Страница 119 из 119
— Так что делать с этими людьми — коммунистами, террористами? — продолжаю я проверять старца на любовь. — Убивать, потому что они никогда не исправятся?
— Смертная казнь запрещена, — говорит старец.
— А как надо? Как правильно?
— Как правосудие признает государственное, вот как.
— Но вы за смертную казнь или против?
Старец вздыхает:
— Ой… я должен подумать, сразу сказать не могу…
Я молчу в надежде, что он подумает прямо сейчас, но и он молчит.
— Вот так, — разводит он руками.
Я еще какое-то время жду. Нет, прямо сейчас не скажет, а вот уйти в себя может.
— Скажите, а старец — это кто? — спрашиваю я громко.

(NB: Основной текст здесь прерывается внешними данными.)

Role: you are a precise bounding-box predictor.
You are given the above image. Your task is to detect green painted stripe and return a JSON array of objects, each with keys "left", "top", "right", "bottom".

— Старец… старец… Что такое христианство? Идеал. Каждый человек должен достигнуть своего возраста духовного… Живя молитвой, идеалом христианства, человек достигает высокого качества духовной жизни. Вот таких в народе называют старцами.
— А вы старец?
— Я старик. Какой я старец?
— Но так вас в народе называют.
— Ну… что назвать? Назвать легко…
— Люди к вам приходят как к старцу.
— Ну так что ж?
— А еще вас называют чуть ли не единственным старцем в России…
— Я не знаю, я старик только, — тихо говорит инок.

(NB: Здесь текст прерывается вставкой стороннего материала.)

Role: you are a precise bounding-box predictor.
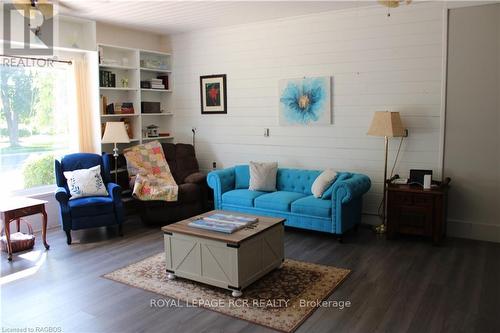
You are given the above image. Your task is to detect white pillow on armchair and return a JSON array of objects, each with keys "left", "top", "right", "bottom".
[{"left": 63, "top": 165, "right": 109, "bottom": 199}]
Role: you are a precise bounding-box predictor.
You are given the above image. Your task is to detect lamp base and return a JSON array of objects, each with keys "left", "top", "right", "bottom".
[
  {"left": 373, "top": 223, "right": 386, "bottom": 234},
  {"left": 113, "top": 143, "right": 119, "bottom": 184}
]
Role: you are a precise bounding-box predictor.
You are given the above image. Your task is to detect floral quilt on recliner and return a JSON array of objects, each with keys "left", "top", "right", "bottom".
[{"left": 124, "top": 141, "right": 178, "bottom": 201}]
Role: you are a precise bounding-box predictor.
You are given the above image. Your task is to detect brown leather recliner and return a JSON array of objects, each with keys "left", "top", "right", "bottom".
[{"left": 130, "top": 143, "right": 210, "bottom": 224}]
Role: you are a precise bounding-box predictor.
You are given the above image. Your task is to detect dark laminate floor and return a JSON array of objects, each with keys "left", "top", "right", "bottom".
[{"left": 1, "top": 216, "right": 499, "bottom": 333}]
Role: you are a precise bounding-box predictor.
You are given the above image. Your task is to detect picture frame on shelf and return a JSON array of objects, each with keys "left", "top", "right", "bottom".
[{"left": 200, "top": 74, "right": 227, "bottom": 114}]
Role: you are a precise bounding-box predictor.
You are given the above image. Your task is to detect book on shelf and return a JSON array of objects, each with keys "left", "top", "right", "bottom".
[
  {"left": 106, "top": 103, "right": 115, "bottom": 115},
  {"left": 100, "top": 95, "right": 108, "bottom": 115},
  {"left": 120, "top": 102, "right": 134, "bottom": 114},
  {"left": 98, "top": 46, "right": 103, "bottom": 64},
  {"left": 105, "top": 102, "right": 135, "bottom": 115},
  {"left": 157, "top": 75, "right": 169, "bottom": 89},
  {"left": 99, "top": 70, "right": 116, "bottom": 88},
  {"left": 141, "top": 79, "right": 167, "bottom": 90}
]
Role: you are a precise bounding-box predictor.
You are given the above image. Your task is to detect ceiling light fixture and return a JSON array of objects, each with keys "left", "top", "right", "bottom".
[{"left": 378, "top": 0, "right": 412, "bottom": 17}]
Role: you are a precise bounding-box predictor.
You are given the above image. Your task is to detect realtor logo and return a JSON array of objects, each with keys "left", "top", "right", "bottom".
[{"left": 3, "top": 1, "right": 54, "bottom": 55}]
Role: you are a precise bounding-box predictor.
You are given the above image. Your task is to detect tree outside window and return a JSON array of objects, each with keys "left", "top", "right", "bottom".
[{"left": 0, "top": 62, "right": 74, "bottom": 193}]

— Так что бы вы сказали о тех, кто устраивает теракты?
— Фанатизм! Все тот же фанатизм! — снова выпрямляется он. — Разве это не фанатизм, когда миллионы людей из-за человека погибли, а ему поставили пьедестал, памятник ему на площади красуется! — старец снова уходит от настоящего в сторону коммунистического прошлого. — Сколько он душ загубил?! Сколько душ отвратил от Бога?! А его терпят, держатся фанатики за него, — частит он, как молитву, но не монотонно, а горячо. — Выбросить его надо. Выбросить! — задыхается старец, а у меня округляются глаза. — Потому что проклятие оттуда. Проклятие на Россию — оттуда оно!
— Вы думаете? — холодно спрашиваю я, не принимая того, что старец мне хочет сказать, отказываясь верить, что и у него есть свой «сосед», которого он ненавидит. — Вы всерьез полагаете, что теракты в нашей стране совершаются оттого, что Ленин лежит в мавзолее?

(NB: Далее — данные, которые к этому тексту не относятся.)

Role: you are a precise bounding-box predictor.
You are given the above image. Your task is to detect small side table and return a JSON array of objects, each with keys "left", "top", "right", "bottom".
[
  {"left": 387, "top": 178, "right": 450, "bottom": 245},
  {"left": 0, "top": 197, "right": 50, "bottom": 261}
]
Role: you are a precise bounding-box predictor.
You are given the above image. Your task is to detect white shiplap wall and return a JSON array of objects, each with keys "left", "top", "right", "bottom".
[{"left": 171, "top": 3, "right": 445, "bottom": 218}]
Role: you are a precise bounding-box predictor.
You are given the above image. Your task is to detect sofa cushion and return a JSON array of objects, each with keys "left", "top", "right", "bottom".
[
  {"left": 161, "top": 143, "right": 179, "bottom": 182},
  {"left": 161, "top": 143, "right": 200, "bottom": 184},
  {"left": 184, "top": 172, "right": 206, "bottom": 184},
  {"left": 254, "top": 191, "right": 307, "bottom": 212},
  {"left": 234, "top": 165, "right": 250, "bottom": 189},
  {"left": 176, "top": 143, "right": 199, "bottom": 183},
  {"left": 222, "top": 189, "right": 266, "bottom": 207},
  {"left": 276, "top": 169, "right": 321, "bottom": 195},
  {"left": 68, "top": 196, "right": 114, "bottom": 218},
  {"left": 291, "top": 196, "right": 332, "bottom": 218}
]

— Конечно! — говорит он так нетерпеливо, будто ему хочется стукнуть меня по лбу.
— Да ну, не будет же Бог из-за этого всю страну проклинать, — смеюсь я. — Мы же все разные… Да и Он нас любит.
— Бог дал человеку свободу. Если плохо себя человек повел, то наказание человеку должно быть. Грех — это не только уголовное преступление. Плохо подумать — тоже грех. Мысли грязные принял — уже есть грех. Понимаешь?
— Но мы не властны над своими мыслями. Они… сами лезут.
— Как мухи, — строго шутит старец. — Вот почему надо молиться. Молитва укрепляет в добре, и человек тогда разумно мыслит и действует. Во благо и себе, и другим.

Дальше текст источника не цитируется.